Sorrentino, who is based in New York City, spoke at a lunchtime event organized by GWM at the new Fort Lauderdale Audi dealership. The cutting-edge dealership, will be included in an October SFBW story on car dealers of the future.
Sorrentino says he focuses on investing in the right sectors, since his research indicates 95 percent of success is based on doing that rather than figuring out individual stocks. For example, rather than bet on a few biotechs, he would rather use the iShares Nasdaq Biotechnology ETF (Nasdaq: IBB), which has a basket of stocks in the Nasdaq biotech index.

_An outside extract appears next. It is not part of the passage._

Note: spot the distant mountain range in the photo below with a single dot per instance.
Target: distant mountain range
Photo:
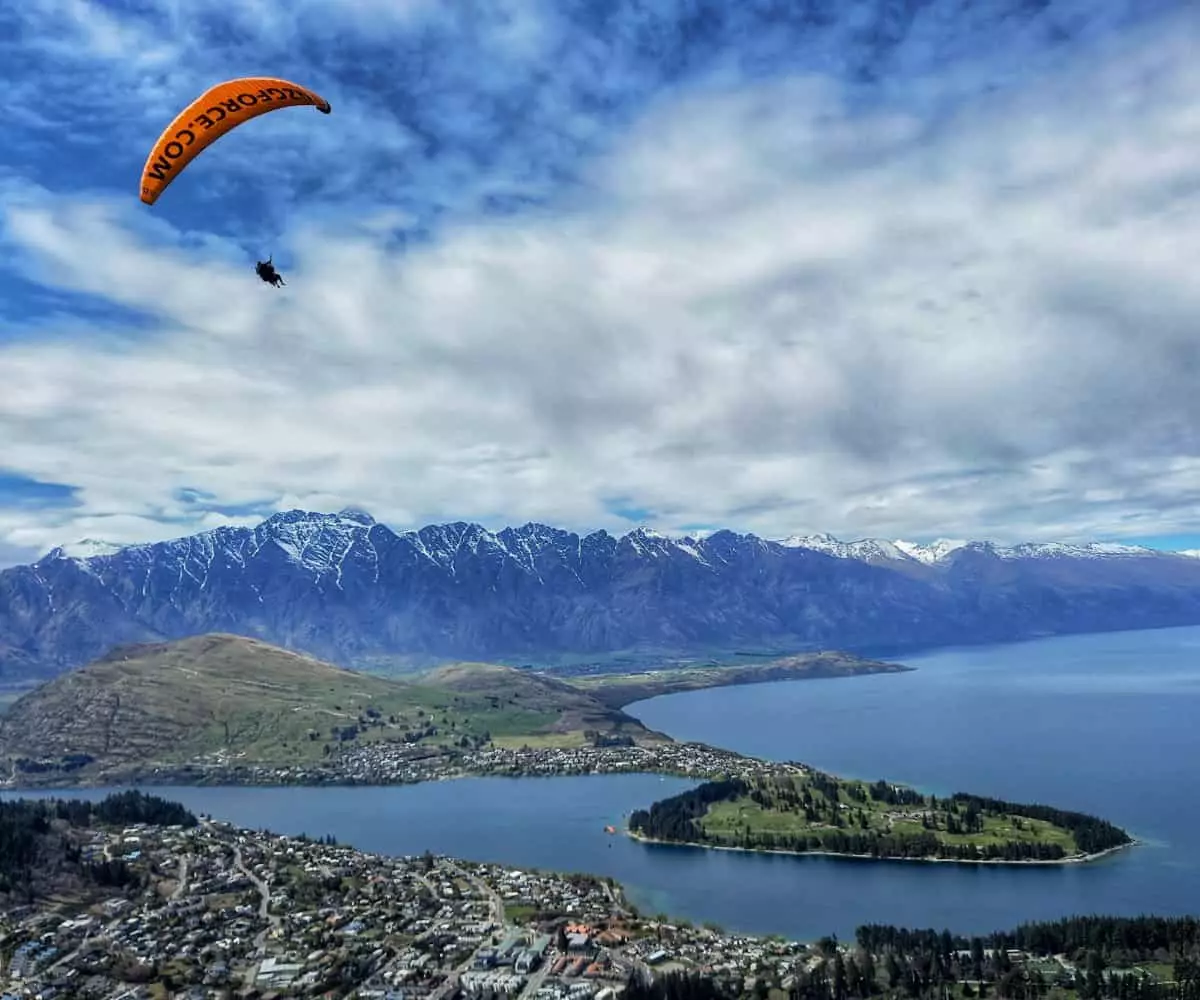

One of the key aspects of the market to understand is volatility doesn’t equal risk. Fear, panic, greed and stupidity are driving the market and volatility is just a measure of emotion, he says.
Dips can present buying opportunities for investors who have their eye on a particular stock. For example, Apple (NASDAQ: AAPL) being down 15 percent in a day doesn’t reflect any actual change in earnings.
Sorrentino offered some bullet points on the recent worries:
- China: In the long run, China letting its currency float is a plus as it turns into a consumer economy.
- Oil: The drop in prices is good for consumers and the U.S. economy. Electricity prices have dropped 15 percent, which is helping fuel a return of manufacturing.
- Interest rates: He does not expect rates to rise this year, but if they do, the Fed believes the economy is healthy enough to withstand them. Savers would benefit from higher CD and bond rates.